ST significantly reduced weight gain, visceral fat, and liver weight in HFD-fed rats. Serum TC, TG, and LDL-C levels were significantly reduced by ST treatment. ST improved hepatic steatosis, as evidenced by H&E and Oil Red O staining. ST increased the number of goblet cells and the expression of occludin and ZO-1 in the ileum, indicating improved intestinal barrier function. ST treatment altered the composition of the gut microbiota, reducing the abundance of Erysipelotrichaceae and Peptostreptococcaceae. ST treatment modified serum and fecal BA profiles, increasing CDCA levels and decreasing TCA levels. FMT from ST-treated rats improved hepatic steatosis and intestinal barrier function in recipient rats. ST upregulated hepatic cyp7a1 mRNA expression and increased CDCA levels. Combined CDCA/ST treatment further improved lipid profiles and increased the expression of CYP7A1, suggesting synergistic effects.
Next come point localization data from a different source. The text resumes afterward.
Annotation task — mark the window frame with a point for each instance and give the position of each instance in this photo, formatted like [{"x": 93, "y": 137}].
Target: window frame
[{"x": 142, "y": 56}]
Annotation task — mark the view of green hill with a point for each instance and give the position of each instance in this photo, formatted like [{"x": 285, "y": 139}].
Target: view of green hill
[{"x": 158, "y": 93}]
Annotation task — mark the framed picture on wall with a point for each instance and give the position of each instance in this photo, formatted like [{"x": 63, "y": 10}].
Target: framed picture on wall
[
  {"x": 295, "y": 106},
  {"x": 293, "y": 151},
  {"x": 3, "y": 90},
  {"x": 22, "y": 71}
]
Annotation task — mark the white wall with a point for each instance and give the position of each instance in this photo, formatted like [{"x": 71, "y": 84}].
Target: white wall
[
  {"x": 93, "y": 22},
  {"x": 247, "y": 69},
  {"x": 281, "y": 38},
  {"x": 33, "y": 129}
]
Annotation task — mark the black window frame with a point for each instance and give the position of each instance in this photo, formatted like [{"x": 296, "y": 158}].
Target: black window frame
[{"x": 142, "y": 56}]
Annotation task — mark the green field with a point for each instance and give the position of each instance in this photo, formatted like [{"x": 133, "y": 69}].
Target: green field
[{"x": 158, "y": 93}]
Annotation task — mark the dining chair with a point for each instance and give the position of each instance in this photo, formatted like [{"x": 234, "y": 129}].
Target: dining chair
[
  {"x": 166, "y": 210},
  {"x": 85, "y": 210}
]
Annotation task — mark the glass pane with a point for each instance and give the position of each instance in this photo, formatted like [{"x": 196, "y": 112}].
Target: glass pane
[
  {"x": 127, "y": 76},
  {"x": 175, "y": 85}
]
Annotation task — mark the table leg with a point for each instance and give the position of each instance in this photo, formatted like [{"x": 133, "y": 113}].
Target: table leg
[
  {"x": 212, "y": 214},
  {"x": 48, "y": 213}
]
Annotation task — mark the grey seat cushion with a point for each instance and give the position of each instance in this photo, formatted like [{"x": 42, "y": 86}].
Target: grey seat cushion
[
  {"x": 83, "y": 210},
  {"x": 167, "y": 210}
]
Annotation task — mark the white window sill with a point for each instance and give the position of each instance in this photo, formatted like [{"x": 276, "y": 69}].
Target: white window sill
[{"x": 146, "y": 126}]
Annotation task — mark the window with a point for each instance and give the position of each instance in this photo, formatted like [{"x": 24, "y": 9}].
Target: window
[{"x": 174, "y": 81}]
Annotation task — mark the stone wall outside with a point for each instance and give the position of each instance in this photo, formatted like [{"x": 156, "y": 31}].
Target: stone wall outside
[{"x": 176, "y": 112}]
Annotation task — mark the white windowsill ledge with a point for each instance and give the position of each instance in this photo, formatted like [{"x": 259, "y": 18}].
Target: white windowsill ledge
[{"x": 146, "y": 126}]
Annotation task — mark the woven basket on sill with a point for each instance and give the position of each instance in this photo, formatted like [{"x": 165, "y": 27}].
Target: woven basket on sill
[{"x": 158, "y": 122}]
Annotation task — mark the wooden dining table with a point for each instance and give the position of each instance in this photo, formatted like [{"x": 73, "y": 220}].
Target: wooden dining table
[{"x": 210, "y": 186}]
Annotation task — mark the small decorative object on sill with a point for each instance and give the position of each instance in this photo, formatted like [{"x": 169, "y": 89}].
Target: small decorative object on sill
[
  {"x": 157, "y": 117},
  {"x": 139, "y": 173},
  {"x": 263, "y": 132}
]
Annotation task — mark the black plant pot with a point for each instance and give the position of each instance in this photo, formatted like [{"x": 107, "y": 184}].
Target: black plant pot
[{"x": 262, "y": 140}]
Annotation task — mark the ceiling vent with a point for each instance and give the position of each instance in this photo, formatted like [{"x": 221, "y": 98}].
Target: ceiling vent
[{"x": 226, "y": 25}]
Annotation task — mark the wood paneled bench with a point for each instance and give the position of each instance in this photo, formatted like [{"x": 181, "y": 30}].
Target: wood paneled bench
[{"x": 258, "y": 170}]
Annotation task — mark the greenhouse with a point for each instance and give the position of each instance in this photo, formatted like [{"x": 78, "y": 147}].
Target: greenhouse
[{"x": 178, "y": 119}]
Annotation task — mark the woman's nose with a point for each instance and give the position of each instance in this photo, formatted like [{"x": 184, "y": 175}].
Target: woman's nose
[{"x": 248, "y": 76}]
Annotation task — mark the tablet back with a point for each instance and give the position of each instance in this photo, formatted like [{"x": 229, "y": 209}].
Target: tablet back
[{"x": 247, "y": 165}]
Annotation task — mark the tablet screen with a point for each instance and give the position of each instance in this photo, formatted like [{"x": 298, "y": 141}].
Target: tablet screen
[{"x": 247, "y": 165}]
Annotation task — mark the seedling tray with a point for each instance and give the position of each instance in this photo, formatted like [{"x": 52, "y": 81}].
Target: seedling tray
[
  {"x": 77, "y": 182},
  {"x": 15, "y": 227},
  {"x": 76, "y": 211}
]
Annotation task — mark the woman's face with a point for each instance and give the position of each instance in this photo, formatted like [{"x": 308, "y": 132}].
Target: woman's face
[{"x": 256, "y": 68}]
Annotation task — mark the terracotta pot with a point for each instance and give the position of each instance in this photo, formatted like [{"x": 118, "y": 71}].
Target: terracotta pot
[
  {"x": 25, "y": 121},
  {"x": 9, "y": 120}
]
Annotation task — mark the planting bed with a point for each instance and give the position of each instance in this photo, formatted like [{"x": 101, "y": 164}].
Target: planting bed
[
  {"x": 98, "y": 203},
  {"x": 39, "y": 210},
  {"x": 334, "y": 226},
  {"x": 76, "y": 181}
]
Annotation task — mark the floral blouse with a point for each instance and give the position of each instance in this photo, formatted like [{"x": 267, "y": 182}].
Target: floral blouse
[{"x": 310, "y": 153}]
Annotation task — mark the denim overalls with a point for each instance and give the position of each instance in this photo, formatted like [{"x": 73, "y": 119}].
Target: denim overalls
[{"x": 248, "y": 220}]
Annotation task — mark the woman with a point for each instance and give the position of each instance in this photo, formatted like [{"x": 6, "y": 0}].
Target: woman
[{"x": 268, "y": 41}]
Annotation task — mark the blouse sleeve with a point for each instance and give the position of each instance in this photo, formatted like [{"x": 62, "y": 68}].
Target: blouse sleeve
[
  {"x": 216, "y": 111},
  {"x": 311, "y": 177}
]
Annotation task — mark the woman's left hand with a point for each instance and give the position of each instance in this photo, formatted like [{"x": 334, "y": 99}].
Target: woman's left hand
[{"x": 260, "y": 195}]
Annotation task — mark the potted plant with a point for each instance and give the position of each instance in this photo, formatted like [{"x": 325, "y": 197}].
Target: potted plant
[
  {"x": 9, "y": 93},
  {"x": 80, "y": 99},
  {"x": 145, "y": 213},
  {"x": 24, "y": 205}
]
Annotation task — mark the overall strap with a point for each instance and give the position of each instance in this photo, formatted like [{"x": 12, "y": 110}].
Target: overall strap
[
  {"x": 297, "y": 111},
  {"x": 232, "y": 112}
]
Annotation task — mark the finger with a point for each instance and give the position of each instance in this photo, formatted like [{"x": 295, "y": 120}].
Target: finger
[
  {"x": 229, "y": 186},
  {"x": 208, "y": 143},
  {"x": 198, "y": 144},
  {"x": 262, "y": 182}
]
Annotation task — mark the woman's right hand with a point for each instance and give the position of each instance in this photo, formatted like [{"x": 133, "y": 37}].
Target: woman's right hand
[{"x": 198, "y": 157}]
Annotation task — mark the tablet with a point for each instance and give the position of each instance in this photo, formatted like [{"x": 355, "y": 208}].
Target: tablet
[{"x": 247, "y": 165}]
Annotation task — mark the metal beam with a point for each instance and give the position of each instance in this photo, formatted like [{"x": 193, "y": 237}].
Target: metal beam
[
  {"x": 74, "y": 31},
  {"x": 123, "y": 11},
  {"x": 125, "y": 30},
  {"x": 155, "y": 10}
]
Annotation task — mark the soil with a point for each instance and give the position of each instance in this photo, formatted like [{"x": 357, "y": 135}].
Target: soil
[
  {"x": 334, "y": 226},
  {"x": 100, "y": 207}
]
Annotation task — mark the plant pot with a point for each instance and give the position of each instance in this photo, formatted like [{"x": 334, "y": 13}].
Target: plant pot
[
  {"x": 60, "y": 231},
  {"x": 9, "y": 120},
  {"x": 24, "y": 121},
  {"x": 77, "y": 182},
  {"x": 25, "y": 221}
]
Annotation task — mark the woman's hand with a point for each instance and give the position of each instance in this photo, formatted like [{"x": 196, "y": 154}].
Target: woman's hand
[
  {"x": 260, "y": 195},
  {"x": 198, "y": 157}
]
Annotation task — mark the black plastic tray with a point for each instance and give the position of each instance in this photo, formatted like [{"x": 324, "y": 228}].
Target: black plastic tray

This study demonstrates that ST effectively alleviates HFD-induced hyperlipidemia and hepatic steatosis. The mechanism involves improving intestinal barrier function, altering gut microbiota composition, and modulating BA metabolism, particularly through the CYP7A1 pathway. The increase in CDCA, an FXR agonist, and the decrease in TCA, associated with liver cirrhosis, are significant findings. The upregulation of ABCG1 suggests ST's involvement in cholesterol efflux. Combined CDCA/ST treatment shows enhanced therapeutic effects. The FMT results indicate a crucial role for the gut microbiota in mediating ST's effects. The observed changes in gut microbiota composition, particularly the reduction of Erysipelotrichaceae and Allobaculum, are consistent with improved metabolic health.

Stigmasterol (ST) effectively mitigates HFD-induced hyperlipidemia and hepatic steatosis through a multi-faceted mechanism involving improved intestinal barrier function, modulation of gut microbiota, and enhanced bile acid metabolism via the CYP7A1 pathway. Combination therapy with CDCA amplifies these benefits. Future research should explore the precise mechanisms governing ST's effects on the gut-liver axis and investigate the potential of ST as a therapeutic agent for obesity-associated disorders. Further studies could focus on identifying specific microbial species involved and exploring the clinical applications of ST supplementation.

The study used a rat model, which may not fully translate to human physiology. The mechanisms underlying ST's effects on the gut microbiota remain partially unclear. Further research is needed to determine the optimal dosage and long-term effects of ST in humans.